AI can translate between languages in real time as people speak, according to fresh research from Chinese search giant Baidu and Oregon State University in the US.
Human interpreters need superhuman concentration to listen to speech and translate at the same time. There are, apparently, only a few thousand qualified simultaneous interpreters and the job is so taxing that they often work in pairs, swapping places after 20 to 30 minute stints. And as conversations progress, the chance for error increases exponentially.
Machines have the potential to trump humans at this task, considering they have superior memory and don’t suffer from fatigue. But it’s not so easy for them either, as researchers from Baidu and Oregon State University found.
They built a neural network that can translate between Mandarin Chinese to English in almost real time, where the English translation lags behind by up to at least five words. The results have been published in a paper on arXiv.
The babble post-Babel
Languages have different grammatical structures, where the word order of sentences often don’t match up, making it difficult to translate quickly. The key to a fast translation is predicting what the speaker will say next as he or she talks.
With the AI engine an encoder converts the words in a target language into a vector representation. A decoder predicts the probability of the next word given the words in the previous sentences. The decoder is always behind the encoder and generates the translated words until it processes the whole speech or text.
“In one of the examples, the Chinese sentence ‘Bush President in Moscow…’ would suggest the next English word after ‘President Bush’ is likely ‘meets’”, Liang Huang, principal scientist at Baidu Research, explained to The Register.
“This is possible because in the training data, we have a lot of “Bush meeting someone, like Putin in Moscow” so the system learned that if “Bush in Moscow”, he is likely “meeting” someone.
You can also listen to other examples here.
The problem with languages
The difficulty depends on the languages being translated, Huang added. Languages that are closely related, such as French and Spanish for example, have similar structures where the order of words are aligned more.
Japanese and German sentences are constructed with the subject at the front, the object in the middle, and the verb at the end (SOV). English and Chinese also starts with the subject, but the verb is in the middle, followed by the object (SVO).
Translating between Japanese and German to English and Chinese, therefore, more difficult. “There is a well-known joke in the UN that a German-to-English interpreter often has to pause and “wait for the German verb”. Standard Arabic and Welsh are verb-subject-object , which is even more different from SVO,” he said.
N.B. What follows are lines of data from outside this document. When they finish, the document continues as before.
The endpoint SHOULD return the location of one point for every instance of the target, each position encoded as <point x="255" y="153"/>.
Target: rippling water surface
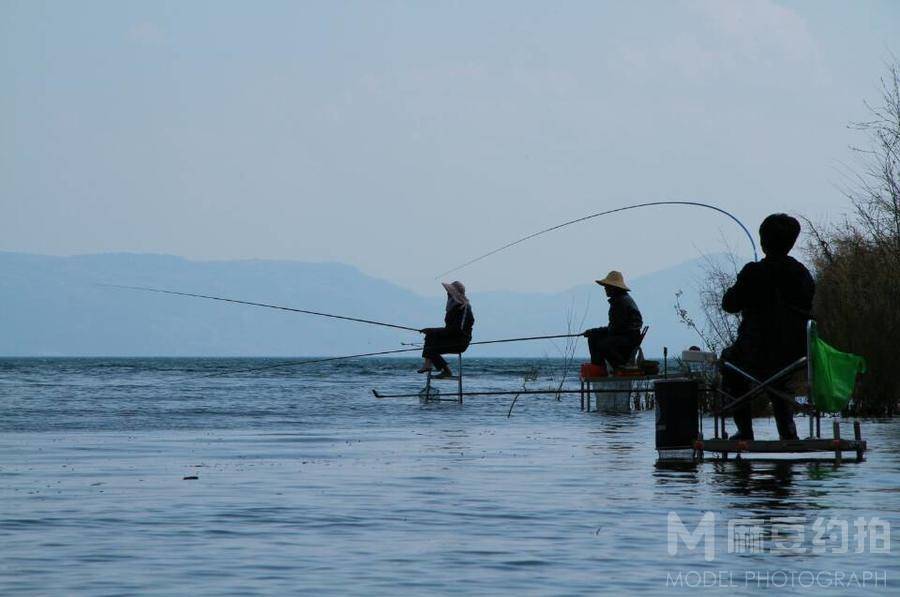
<point x="306" y="482"/>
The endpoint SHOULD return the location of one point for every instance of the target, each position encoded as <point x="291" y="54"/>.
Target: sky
<point x="406" y="137"/>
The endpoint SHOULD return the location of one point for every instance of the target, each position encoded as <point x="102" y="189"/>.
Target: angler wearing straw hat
<point x="615" y="343"/>
<point x="456" y="334"/>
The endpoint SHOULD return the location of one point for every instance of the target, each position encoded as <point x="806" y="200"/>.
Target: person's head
<point x="778" y="233"/>
<point x="456" y="292"/>
<point x="613" y="284"/>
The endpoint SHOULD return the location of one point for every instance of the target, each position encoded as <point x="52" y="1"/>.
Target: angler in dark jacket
<point x="615" y="342"/>
<point x="774" y="297"/>
<point x="456" y="334"/>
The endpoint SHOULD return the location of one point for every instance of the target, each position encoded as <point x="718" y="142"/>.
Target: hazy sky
<point x="405" y="137"/>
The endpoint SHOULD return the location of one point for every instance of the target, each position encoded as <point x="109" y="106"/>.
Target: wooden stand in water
<point x="835" y="445"/>
<point x="427" y="395"/>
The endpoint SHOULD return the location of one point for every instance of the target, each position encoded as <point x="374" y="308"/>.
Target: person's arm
<point x="735" y="298"/>
<point x="592" y="331"/>
<point x="452" y="318"/>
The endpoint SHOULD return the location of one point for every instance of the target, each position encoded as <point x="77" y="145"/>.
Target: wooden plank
<point x="781" y="446"/>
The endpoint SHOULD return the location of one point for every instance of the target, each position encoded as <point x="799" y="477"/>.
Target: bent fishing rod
<point x="266" y="305"/>
<point x="604" y="213"/>
<point x="379" y="353"/>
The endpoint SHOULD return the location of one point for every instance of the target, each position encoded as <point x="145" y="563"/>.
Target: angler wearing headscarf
<point x="774" y="297"/>
<point x="615" y="343"/>
<point x="456" y="334"/>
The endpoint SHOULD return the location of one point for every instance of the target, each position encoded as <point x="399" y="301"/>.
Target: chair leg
<point x="459" y="356"/>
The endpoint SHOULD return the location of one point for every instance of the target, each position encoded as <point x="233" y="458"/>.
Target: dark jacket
<point x="624" y="318"/>
<point x="774" y="297"/>
<point x="460" y="319"/>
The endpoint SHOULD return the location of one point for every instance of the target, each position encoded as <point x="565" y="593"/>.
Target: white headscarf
<point x="456" y="294"/>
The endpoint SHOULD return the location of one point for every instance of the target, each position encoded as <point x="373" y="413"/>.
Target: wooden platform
<point x="783" y="446"/>
<point x="833" y="447"/>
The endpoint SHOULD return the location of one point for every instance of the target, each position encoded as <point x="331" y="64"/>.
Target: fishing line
<point x="240" y="302"/>
<point x="604" y="213"/>
<point x="379" y="353"/>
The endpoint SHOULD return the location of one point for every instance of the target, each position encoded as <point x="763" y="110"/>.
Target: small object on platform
<point x="590" y="371"/>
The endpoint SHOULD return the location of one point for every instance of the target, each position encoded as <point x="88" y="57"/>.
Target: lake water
<point x="306" y="482"/>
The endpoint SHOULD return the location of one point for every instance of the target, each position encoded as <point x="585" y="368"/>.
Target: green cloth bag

The new algorithm can be applied to any neural machine translation models and only involves tweaking the code slightly. It has already been integrated to Baidu’s internal speech-to-text translation and will be showcased at the Baidu World Tech Conference next week on 1st November in Beijing.
“We don’t have an exact timeline for when this product will be available for the general public, this is certainly something Baidu is working on,” Liang said.
“We envision our technology making simultaneous translation much more accessible and affordable, as there is an increasing demand. We also envision the technology [will reduce] the burden on human translators.”